New Year’s Resolutions is a hot topic, especially as we are finally into 2017! Congratulations! We made it through 2016! However, some people point out that resolutions seem unrealistic or even silly like in the previous post, and they’re not entirely wrong. It is true that a new year doesn’t actually mean new beginnings – after all, time is linear and not tangible. It’s essentially a human construct. And it is true that you should live every day fighting for a goal or accomplishment instead of giving up in the middle and waiting until the new year comes around. But I like the idea of New Year’s Resolutions. I think that it gives me a time frame that I want to work with – a whole year to work for what I want. And I think the key to having New Year’s Resolutions is that you have to make it realistic and meaningful.
Some people choose unrealistic resolutions or goals that they aren’t actually passionate about. It only works if you choose things that you really, truly, with all your being want to accomplish or change. Something that you think is possible because you can feel it inside of you or you’re feeling super up to the challenge. If you halfheartedly throw out, “Oh, I guess I’ll lose some weight next year,” when you’re already thinking about all the burgers you want to eat or shuddering at the exercise to come because your body is repulsed by the idea with all its being or just indifferent about it but feeling guilty like you should care, then of course that is not going to work. You don’t have the willpower for that. That’s not a true resolution. You have to pick something that you really want to work on, like a workman whittling down wood at his table carefully and lovingly. Something you can see yourself dedicated to throughout the year.

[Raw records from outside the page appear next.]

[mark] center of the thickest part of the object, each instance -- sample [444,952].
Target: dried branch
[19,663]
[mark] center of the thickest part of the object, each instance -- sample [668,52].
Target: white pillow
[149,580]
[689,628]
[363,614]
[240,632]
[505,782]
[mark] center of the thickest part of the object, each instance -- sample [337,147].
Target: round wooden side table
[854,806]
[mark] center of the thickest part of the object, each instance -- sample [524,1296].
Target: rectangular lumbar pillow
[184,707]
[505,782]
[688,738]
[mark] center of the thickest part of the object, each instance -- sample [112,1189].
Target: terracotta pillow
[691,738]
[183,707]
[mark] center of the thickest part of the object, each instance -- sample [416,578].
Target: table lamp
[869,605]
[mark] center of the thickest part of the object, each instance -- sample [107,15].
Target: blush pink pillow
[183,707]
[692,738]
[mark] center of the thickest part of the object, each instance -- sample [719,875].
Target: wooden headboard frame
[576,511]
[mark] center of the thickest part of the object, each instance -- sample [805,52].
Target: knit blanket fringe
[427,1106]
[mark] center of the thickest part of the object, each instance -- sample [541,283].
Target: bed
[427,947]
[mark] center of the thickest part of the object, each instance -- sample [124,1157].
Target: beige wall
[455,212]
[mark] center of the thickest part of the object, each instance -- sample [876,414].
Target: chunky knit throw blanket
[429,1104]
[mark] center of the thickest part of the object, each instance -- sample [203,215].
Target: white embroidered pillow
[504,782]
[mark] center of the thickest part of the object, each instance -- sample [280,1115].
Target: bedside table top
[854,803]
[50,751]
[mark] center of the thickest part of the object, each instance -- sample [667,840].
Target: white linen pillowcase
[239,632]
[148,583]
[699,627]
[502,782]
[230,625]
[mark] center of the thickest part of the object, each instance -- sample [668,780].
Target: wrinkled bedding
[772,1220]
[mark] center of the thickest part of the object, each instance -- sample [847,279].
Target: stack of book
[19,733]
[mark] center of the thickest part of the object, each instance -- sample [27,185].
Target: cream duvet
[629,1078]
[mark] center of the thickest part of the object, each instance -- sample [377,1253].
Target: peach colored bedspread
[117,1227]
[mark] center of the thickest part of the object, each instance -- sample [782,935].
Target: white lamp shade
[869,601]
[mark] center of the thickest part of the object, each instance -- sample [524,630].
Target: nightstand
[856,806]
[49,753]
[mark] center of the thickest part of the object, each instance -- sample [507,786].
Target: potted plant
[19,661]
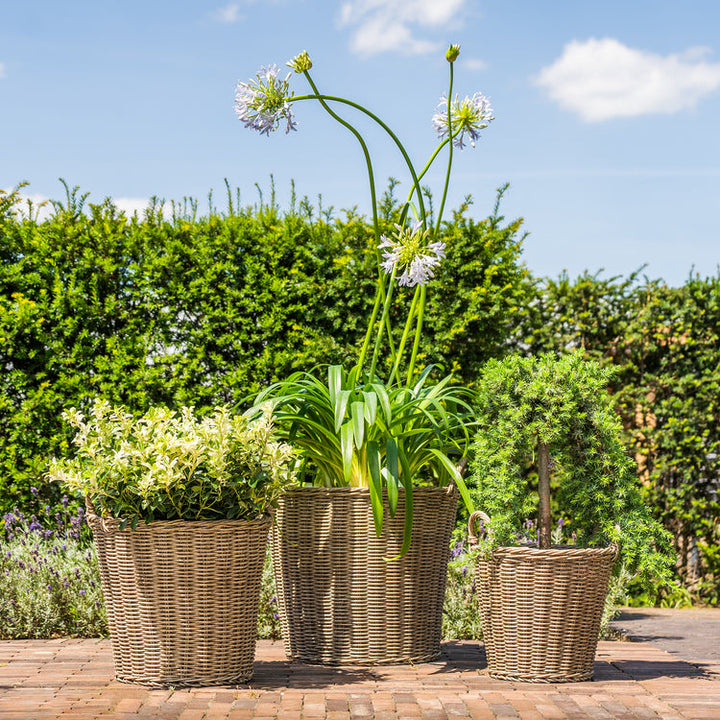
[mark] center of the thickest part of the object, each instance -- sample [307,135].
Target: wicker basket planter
[339,601]
[541,610]
[182,598]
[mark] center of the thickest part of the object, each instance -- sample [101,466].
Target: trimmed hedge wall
[176,309]
[664,343]
[173,309]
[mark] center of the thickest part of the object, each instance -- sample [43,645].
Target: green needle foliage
[561,403]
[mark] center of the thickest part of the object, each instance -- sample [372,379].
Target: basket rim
[112,524]
[565,552]
[347,489]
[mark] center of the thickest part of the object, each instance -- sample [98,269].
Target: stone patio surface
[73,678]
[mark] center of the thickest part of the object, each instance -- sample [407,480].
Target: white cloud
[228,14]
[390,25]
[604,79]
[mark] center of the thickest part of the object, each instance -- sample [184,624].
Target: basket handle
[474,517]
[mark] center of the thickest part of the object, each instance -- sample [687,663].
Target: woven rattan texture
[182,598]
[541,610]
[340,601]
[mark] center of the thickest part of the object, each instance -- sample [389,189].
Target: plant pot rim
[321,490]
[565,552]
[112,524]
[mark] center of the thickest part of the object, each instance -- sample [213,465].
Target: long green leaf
[373,458]
[370,406]
[384,401]
[346,438]
[456,476]
[357,415]
[334,382]
[393,474]
[341,401]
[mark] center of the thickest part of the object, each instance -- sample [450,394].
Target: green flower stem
[406,332]
[371,176]
[373,199]
[383,322]
[379,296]
[418,330]
[395,139]
[450,154]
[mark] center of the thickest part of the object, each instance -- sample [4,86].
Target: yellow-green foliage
[170,465]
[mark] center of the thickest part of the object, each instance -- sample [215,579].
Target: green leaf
[346,443]
[341,401]
[334,381]
[376,499]
[357,414]
[393,474]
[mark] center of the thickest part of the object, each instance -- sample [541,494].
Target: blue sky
[606,112]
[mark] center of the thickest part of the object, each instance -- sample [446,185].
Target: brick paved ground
[70,678]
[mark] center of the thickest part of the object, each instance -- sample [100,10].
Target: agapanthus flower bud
[452,53]
[300,63]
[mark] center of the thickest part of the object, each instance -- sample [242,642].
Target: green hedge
[173,309]
[178,309]
[664,343]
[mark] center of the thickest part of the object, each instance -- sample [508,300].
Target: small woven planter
[339,601]
[541,610]
[182,598]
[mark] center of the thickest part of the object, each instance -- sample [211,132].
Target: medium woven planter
[541,610]
[182,598]
[340,601]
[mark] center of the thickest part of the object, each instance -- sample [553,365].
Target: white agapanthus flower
[468,117]
[406,250]
[262,104]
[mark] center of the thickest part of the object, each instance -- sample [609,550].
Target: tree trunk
[544,530]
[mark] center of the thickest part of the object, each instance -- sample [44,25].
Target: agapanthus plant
[357,427]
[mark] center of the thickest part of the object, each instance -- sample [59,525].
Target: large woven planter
[541,610]
[182,598]
[340,601]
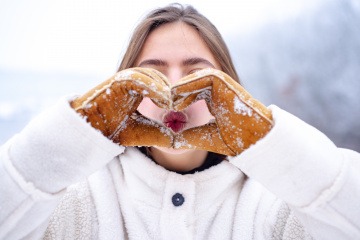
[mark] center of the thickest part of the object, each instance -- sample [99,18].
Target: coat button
[178,199]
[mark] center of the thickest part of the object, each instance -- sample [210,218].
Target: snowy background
[303,56]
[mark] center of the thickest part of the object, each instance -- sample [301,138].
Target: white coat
[61,179]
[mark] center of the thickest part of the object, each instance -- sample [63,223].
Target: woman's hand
[111,107]
[240,120]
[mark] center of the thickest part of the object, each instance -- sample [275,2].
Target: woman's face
[176,50]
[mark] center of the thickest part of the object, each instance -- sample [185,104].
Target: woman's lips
[175,120]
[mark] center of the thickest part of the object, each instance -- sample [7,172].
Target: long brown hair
[189,15]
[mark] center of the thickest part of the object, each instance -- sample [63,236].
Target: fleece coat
[61,179]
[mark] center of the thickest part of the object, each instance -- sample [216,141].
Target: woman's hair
[189,15]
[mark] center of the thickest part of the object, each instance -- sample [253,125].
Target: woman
[62,177]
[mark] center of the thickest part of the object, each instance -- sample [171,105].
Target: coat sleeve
[56,149]
[300,165]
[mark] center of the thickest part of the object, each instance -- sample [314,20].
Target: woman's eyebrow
[152,62]
[196,60]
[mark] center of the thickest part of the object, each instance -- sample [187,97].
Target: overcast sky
[89,36]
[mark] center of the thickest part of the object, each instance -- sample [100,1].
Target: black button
[178,199]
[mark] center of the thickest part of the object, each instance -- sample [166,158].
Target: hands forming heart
[111,107]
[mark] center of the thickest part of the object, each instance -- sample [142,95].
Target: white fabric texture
[293,184]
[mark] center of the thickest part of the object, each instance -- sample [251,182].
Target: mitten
[240,120]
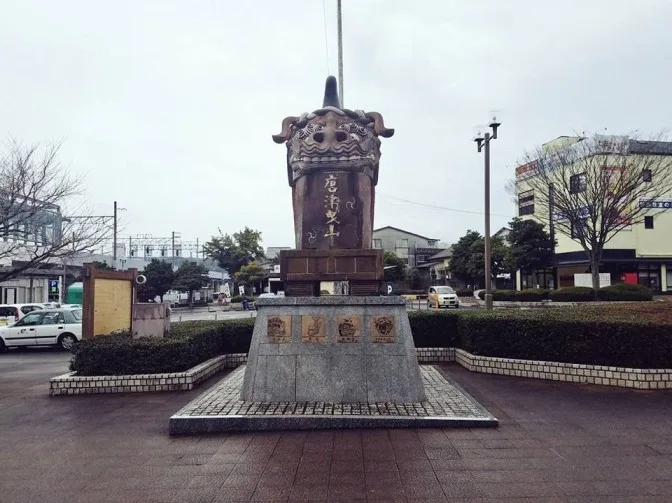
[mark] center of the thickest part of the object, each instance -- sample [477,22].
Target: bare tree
[596,187]
[35,226]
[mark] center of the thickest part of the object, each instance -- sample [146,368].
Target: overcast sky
[169,106]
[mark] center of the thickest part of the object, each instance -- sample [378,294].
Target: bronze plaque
[279,329]
[349,329]
[383,329]
[313,329]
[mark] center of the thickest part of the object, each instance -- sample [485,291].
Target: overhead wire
[435,206]
[326,36]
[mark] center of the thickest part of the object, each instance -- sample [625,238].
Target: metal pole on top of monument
[340,50]
[484,141]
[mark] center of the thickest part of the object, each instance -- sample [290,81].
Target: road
[212,314]
[556,442]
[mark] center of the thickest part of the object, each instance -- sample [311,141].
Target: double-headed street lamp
[484,141]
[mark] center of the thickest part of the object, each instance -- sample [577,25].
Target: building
[439,266]
[26,227]
[640,253]
[412,248]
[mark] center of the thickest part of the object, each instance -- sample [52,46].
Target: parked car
[61,327]
[11,313]
[442,296]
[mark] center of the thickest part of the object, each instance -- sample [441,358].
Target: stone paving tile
[556,442]
[443,400]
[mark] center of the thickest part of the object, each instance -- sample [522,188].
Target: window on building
[577,183]
[526,203]
[649,276]
[578,228]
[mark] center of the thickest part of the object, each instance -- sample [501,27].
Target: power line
[326,37]
[340,53]
[428,205]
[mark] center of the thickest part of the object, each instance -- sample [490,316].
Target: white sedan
[62,327]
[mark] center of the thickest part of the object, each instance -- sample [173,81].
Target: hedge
[637,335]
[625,292]
[619,292]
[571,335]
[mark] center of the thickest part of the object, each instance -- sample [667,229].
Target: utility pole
[484,141]
[114,238]
[173,252]
[340,52]
[488,261]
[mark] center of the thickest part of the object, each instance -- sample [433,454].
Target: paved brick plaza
[556,442]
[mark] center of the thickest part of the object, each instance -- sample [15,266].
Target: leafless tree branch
[34,190]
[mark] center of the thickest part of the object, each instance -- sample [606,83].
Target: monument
[332,167]
[344,360]
[355,347]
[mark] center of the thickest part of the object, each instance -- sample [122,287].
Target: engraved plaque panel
[279,329]
[349,329]
[383,329]
[313,329]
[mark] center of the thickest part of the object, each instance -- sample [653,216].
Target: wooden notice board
[108,301]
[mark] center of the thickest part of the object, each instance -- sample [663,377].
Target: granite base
[220,409]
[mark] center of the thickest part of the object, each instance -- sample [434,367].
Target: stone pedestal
[151,320]
[332,349]
[303,270]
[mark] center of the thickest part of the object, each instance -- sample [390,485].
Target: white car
[11,313]
[61,327]
[442,296]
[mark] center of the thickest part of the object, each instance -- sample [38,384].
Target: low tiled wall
[435,355]
[71,384]
[569,372]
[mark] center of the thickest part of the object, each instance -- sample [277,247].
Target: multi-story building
[412,248]
[25,226]
[640,253]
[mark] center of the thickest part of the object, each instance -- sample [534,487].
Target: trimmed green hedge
[637,335]
[625,292]
[432,329]
[619,292]
[567,335]
[532,295]
[529,295]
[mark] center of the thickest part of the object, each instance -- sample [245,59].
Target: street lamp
[484,141]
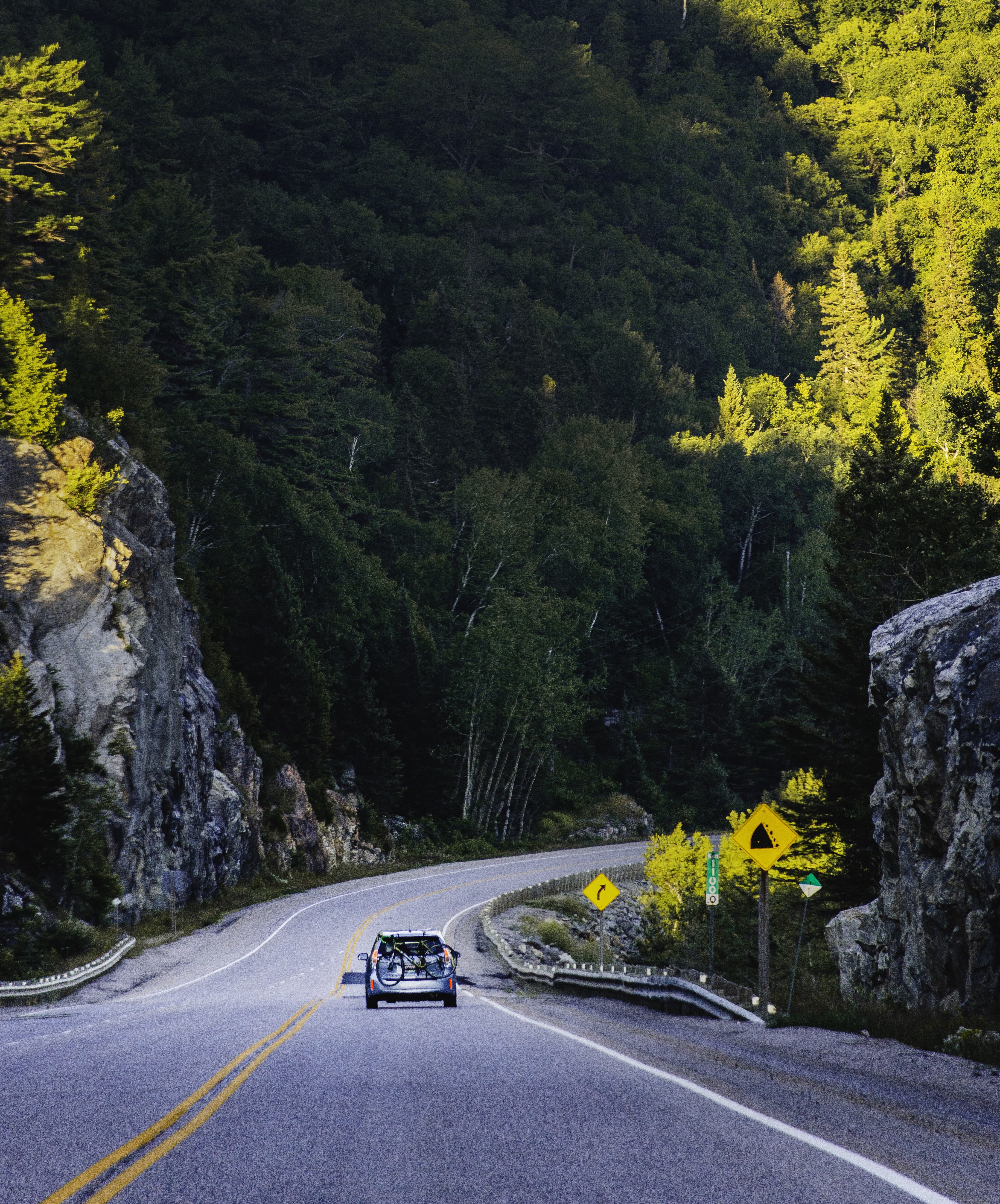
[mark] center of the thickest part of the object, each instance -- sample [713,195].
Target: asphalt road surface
[234,1066]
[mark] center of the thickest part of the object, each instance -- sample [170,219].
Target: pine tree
[782,306]
[735,420]
[952,323]
[898,537]
[856,348]
[43,130]
[29,403]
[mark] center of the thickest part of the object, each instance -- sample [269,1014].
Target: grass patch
[569,905]
[820,1006]
[557,935]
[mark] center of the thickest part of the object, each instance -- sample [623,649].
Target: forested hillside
[551,396]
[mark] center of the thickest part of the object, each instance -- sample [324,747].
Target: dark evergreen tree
[898,536]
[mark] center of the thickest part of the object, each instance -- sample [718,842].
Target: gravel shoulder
[927,1115]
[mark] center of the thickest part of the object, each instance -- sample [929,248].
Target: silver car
[410,966]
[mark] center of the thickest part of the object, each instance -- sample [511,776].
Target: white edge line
[471,908]
[838,1152]
[332,899]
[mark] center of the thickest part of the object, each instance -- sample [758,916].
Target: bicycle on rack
[411,966]
[425,958]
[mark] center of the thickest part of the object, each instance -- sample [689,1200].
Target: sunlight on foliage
[87,488]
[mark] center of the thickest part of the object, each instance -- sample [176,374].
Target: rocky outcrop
[933,936]
[323,846]
[92,604]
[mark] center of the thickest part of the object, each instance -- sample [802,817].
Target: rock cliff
[323,845]
[93,606]
[933,936]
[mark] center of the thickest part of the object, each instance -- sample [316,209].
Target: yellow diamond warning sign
[602,893]
[766,837]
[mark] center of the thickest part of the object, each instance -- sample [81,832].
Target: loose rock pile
[623,928]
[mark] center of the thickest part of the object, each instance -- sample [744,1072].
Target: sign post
[173,881]
[602,893]
[809,887]
[764,837]
[713,901]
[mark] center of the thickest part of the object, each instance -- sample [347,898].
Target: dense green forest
[552,394]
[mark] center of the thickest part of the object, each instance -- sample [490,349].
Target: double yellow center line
[115,1185]
[267,1047]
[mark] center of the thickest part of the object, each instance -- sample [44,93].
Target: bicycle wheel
[391,970]
[437,966]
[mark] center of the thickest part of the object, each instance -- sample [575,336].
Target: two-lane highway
[243,1070]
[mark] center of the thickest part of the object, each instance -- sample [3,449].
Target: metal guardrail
[640,983]
[38,989]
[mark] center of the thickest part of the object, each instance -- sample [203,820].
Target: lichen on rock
[933,936]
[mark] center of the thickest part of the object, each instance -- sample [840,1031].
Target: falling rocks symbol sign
[766,836]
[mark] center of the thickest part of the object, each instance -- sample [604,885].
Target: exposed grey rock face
[933,936]
[93,606]
[323,846]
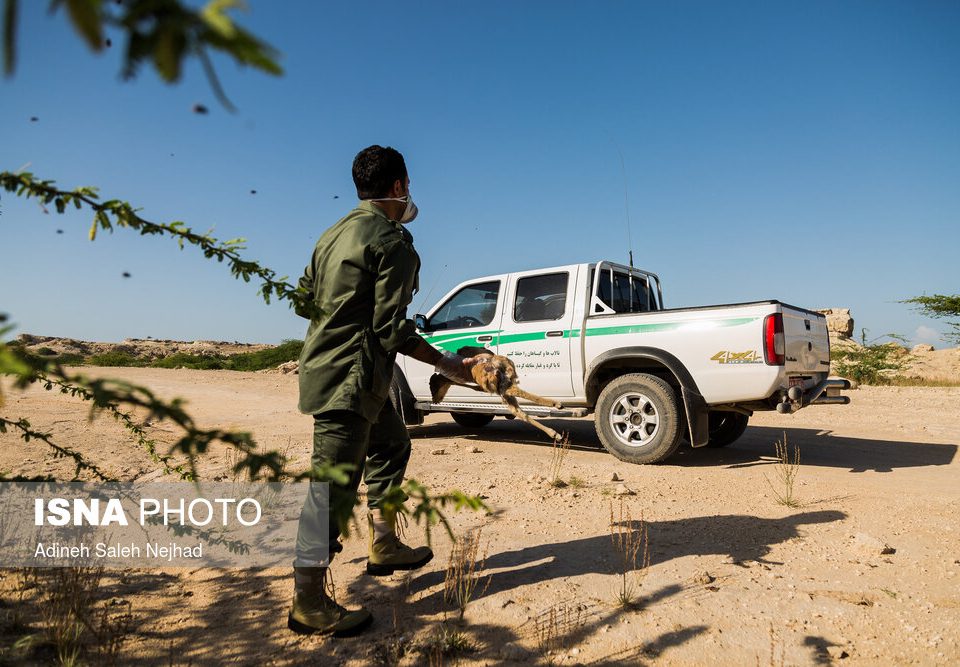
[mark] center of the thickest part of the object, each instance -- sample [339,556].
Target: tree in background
[940,306]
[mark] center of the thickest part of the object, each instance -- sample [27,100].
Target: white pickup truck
[597,338]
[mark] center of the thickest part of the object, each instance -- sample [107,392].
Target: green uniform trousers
[379,453]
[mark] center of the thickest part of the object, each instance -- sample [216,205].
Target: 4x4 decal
[728,357]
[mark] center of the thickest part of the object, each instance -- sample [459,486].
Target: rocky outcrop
[839,322]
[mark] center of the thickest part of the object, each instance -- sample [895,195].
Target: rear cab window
[472,306]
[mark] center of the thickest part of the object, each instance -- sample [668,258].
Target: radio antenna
[626,201]
[433,287]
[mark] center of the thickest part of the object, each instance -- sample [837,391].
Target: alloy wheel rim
[634,419]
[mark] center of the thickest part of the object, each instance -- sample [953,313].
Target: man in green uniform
[362,276]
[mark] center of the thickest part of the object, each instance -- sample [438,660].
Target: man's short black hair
[376,169]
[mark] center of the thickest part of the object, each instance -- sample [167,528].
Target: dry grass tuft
[632,544]
[787,468]
[554,626]
[463,578]
[557,456]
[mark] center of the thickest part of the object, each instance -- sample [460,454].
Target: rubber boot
[315,611]
[386,552]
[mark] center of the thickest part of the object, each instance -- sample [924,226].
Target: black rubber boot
[314,610]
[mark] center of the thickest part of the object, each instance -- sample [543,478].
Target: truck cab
[575,331]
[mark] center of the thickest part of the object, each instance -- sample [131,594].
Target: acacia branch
[27,434]
[125,419]
[115,213]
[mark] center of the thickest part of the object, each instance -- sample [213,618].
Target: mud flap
[697,417]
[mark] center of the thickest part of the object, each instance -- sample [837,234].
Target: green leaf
[167,54]
[214,15]
[88,21]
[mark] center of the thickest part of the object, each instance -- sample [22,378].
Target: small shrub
[870,363]
[787,468]
[463,571]
[556,625]
[632,545]
[557,456]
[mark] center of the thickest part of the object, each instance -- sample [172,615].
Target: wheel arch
[402,398]
[652,360]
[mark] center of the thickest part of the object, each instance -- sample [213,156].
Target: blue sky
[803,151]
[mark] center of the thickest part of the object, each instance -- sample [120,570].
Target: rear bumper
[825,392]
[500,409]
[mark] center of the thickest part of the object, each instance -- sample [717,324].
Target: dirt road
[734,577]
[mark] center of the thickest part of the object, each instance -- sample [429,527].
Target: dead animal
[496,374]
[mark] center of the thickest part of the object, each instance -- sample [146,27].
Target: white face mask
[409,213]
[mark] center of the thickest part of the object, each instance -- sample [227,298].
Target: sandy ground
[734,577]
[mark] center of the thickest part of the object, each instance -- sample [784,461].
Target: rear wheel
[471,419]
[638,418]
[726,427]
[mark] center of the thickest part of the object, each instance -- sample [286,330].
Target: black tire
[726,427]
[471,419]
[638,418]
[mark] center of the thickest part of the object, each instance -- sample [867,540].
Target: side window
[473,306]
[541,297]
[625,294]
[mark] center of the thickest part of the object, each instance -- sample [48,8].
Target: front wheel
[638,418]
[471,419]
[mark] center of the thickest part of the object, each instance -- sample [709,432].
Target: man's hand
[454,367]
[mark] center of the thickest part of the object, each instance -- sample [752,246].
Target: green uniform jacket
[363,275]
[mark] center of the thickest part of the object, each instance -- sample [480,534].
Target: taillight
[773,345]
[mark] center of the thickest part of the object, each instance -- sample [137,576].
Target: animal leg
[539,400]
[512,405]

If you think too much about resolutions, you are bound to get overwhelmed, burdened, and freaked out, leading to you backing out and then feeling guilty because you didn’t accomplish your resolutions. Don’t let it be such a serious thing; it’s something that you do for yourself because you want to. You didn’t sign a contract with dire consequences upon breaching it. Believe in yourself. Make resolutions you really care about. And then don’t say any disclaimers about the likelihood of you failing because if you don’t believe in yourself, who will? No one is going to judge you for failing in the end, and if they do, why should you care? You weren’t doing it for them in the first place. If they’re true friends, they should chastise you for speaking nonsense and then saying they have faith in you. Also, don’t have resolutions if you don’t want to. Just say you don’t have any when asked instead of trying to come up with something that you don’t mean for the sake of having an answer to the question. Everyone is different, and this really may not work for some people. For me, I take my resolutions seriously, and so I believe I have already accomplished something this year – deciding who I want to become. That already makes me one step closer to my future self. There’s nothing better than having a goal, feeling a purpose, and wanting to be a better me.
Happy New Year, everyone! I truly hope you have an amazing 2017!